Anadolu’nun güzel işler yapan insanlarını, küçük ama muhteşem köylerini, emekle çalışıp bir şeyler üreten küçük işletmeleri keşfetmek ve hepsini tek tek paylaşmak dileğiyle.

 

Fotoğraflar: Yiğit Ali Tüzün

 

 

KARS GEZİ REHBERİ

Bir doğu ekspresi hayaliyle başladı her şey. Evet, bunu gerçekleştirmeyi popüler olunca başarsak da, sonunda hiç beklemediğimiz şeylerle de karşılaştık. Tabii ki seyahatten bahsetmiyorum. Vardığımız yerde bulduklarımız söz konusu olan. Ankara’dan başlayarak Kars’da son bulan yolculuk Kars’ı yakından tanımamıza ve şok olmamıza sebep oldu. Meğer Kars ne yere bakan yürek yakanmış da bizim haberimiz yokmuş.

(Ayrıca; Kars’a ulaşım için Doğu Ekspresi tercih edecekseniz, bilet bulma ipuçları ve önerilerin olduğu yazıyı okuyabilirsiniz.)

 

Gelmeden önce biraz araştırmıştım elbette. Şehir önceleri tam 40 yıl Rusların egemenliğindeymiş. Ruslar birçok bina yapmış, hepsi enfes güzelliğe sahip.
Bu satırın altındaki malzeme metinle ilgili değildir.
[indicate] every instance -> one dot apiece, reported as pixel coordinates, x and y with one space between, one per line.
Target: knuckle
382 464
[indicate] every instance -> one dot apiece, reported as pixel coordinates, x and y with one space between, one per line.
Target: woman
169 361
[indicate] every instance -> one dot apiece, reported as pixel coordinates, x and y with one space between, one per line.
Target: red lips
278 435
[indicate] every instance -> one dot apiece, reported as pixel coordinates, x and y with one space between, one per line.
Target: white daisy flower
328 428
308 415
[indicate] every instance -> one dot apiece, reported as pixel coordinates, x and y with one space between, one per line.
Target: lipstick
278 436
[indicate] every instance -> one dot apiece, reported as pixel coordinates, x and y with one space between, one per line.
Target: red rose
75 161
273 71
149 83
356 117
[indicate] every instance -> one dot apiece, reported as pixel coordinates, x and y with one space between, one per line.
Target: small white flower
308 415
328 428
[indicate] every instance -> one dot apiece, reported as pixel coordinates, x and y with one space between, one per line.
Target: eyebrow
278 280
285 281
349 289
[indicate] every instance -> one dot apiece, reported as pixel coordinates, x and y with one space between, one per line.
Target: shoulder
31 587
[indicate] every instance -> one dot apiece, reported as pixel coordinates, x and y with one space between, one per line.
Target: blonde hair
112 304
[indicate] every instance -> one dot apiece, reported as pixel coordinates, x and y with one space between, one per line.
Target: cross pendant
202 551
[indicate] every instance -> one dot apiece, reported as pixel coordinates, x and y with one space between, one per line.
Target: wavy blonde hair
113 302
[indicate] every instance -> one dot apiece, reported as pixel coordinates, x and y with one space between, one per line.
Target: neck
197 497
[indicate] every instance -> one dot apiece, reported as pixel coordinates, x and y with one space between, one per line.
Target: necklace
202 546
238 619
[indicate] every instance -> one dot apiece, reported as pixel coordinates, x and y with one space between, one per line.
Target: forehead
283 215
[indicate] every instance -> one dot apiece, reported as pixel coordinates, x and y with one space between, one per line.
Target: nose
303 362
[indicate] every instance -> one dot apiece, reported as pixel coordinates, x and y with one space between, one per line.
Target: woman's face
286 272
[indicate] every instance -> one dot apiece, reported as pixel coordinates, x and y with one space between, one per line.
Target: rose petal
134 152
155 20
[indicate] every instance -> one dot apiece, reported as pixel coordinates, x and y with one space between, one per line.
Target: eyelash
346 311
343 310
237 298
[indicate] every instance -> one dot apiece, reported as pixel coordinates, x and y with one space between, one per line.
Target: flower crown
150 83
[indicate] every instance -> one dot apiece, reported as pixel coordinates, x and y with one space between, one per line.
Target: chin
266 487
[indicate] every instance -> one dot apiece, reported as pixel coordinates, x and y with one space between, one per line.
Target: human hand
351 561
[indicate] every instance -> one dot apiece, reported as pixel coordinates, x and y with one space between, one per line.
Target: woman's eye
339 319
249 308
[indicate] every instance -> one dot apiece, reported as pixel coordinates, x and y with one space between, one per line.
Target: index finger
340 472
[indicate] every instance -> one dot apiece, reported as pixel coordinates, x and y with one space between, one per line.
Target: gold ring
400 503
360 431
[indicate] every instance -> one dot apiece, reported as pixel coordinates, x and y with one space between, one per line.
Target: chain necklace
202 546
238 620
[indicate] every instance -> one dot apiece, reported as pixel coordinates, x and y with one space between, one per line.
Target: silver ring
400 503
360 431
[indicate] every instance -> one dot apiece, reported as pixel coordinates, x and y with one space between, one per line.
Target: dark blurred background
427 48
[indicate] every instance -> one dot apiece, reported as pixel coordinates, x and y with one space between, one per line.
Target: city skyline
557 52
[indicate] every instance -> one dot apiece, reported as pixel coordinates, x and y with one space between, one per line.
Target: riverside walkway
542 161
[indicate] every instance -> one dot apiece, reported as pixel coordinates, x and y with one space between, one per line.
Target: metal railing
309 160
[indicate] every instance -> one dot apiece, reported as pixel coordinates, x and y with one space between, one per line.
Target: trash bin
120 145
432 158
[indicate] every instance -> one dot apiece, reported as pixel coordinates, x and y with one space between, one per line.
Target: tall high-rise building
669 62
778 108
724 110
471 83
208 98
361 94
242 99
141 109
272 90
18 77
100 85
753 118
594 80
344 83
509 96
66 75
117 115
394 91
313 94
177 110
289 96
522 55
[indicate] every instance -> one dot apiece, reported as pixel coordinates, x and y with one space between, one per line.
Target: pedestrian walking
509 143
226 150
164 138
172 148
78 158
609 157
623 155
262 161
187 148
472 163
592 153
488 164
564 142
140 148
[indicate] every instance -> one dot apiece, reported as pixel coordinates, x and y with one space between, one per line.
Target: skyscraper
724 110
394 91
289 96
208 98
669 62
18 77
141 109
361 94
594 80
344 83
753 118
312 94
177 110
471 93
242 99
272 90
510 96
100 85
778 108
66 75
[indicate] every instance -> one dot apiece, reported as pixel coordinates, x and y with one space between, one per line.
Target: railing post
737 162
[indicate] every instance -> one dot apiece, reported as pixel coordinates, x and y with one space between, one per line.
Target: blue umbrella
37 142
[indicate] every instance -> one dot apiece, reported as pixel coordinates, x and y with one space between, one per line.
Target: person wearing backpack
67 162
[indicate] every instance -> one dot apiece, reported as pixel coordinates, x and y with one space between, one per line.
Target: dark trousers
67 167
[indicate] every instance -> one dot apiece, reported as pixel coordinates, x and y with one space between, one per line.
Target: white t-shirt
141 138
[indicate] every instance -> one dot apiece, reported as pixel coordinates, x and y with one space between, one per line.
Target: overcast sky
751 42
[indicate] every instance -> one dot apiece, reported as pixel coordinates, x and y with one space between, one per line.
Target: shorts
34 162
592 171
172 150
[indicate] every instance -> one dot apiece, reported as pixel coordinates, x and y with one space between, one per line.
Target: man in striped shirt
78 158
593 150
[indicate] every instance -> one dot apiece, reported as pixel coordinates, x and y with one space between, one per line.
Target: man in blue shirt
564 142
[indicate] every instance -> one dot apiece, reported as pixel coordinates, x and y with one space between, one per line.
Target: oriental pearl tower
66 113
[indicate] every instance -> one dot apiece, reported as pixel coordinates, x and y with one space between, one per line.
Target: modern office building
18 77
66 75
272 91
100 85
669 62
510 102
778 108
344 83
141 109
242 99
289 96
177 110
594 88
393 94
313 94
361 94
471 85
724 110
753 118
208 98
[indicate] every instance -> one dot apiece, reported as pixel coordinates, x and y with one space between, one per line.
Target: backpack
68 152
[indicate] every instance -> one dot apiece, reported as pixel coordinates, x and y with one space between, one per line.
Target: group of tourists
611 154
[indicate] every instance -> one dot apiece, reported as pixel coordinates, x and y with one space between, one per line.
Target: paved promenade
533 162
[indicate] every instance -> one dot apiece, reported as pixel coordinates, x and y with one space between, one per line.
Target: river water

Rus, Ermeni ve Osmanlı’nın da katkıda bulunduğu farklı mimarideki yapılar şehre kültürel bir zenginlik katmış. Elbette sonradan yapılan çirkin binalar da var ama bunların yanında onları hiç ama hiç görmüyorsunuz. Bu güzel binaların çoğu devlet dairesine veya okula dönüştürülerek bir nevi koruma altına alınmış. Kars Defterdarlık Binası’nın olduğu Ordu Caddesi ve hemen arkasındaki Gazi Ahmet Muhtar Paşa Caddesi, bu yapıları en çok görebileceğiniz caddeler. Bana kalırsa bu sokakları adım adım gezip fotoğraflayın, hele ki mevsim kışsa sokaklarda büyük ihtimalle kar olacaktır. Eğer yeni yağan karın üzerinde kıtır kıtır dolaşırken üşürseniz, hemen yakınlarda nefis tatlılar sunan üçüncü nesil bir kahveci bile var.

 

KARS’A NE ZAMAN GİDİLİR?

Kars, buz tutmuş sokaklarında yürünmesi, soğuğunda titrenmesi ve beyazlığına hayran kalınması gereken bir şehir. Yani kışın mutlaka görülmeli. Yöresel yemekleri kışa çok daha yakışıyor ayrıca. Çıldır Gölü buz tutuyor ve siz gölün üzerinde dilediğinizce dolaşabiliyorsunuz. Beyaz Kars, o güzelim binalarıyla eski bir filmin içinde gibi hissettiriyor. Elleri ceplerinde, hafifçe öne eğik yürüyen insanlar, siz ne kadar dikkat etseniz de kayıp düşebileceğiniz buz tutmuş sokaklar, içeri girdiğinizde sizi sıcacık ısıtan Atatürk posterleriyle süslenmiş dükkanlar…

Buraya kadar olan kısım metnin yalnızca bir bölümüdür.